A long sweet silence. The tempest of emotion in her arms was hushed to rest. The eternal voice of perfect love had whispered: "Peace, be still"; and there was a great calm.

At last Garth lifted his head. "Always? Always together?" he said. "Ah, that will be 'perpetual light!'"


When Simpson, pale with importance, flung open the library door, and announced: "Her Grace, the Duchess of Meldrum," Jane was seated at the piano, playing soft dreamy chords; and a slim young man, in evening dress, advanced with eager hospitality to greet his guest.

The duchess either did not see, or chose to ignore the guiding cord. She took his outstretched hand warmly in both her own.

"Goodness gracious, my dear Dal! How you surprise me! I expected to find you blind! And here you are striding about, just your old handsome self!"

"Dear Duchess," said Garth, and stooping, kissed the kind old hands still holding his; "I cannot see you, I am sorry to say; but I don't feel very blind to-night. My darkness has been lightened by a joy beyond expression."

"Oh ho! So that's the way the land lies! Now which are you going to marry?

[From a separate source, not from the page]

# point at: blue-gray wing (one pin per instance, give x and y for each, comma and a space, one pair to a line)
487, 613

The nurse,—who, I gather, is a most respectable young person, and highly recommended; or that hussy, Jane; who, without the smallest compunction, orders her poor aunt from one end of the kingdom to the other, to suit her own convenience?"

Jane came over from the piano, and slipped her hand through her lover's arm.

"Dear Aunt 'Gina," she said; "you know you loved coming; because you enjoy a mystery, and like being a dear old 'deus ex machina,' at the right moment. And he is going to marry them both; because they both love him far too dearly ever to leave him again; and he seems to think he cannot do without either."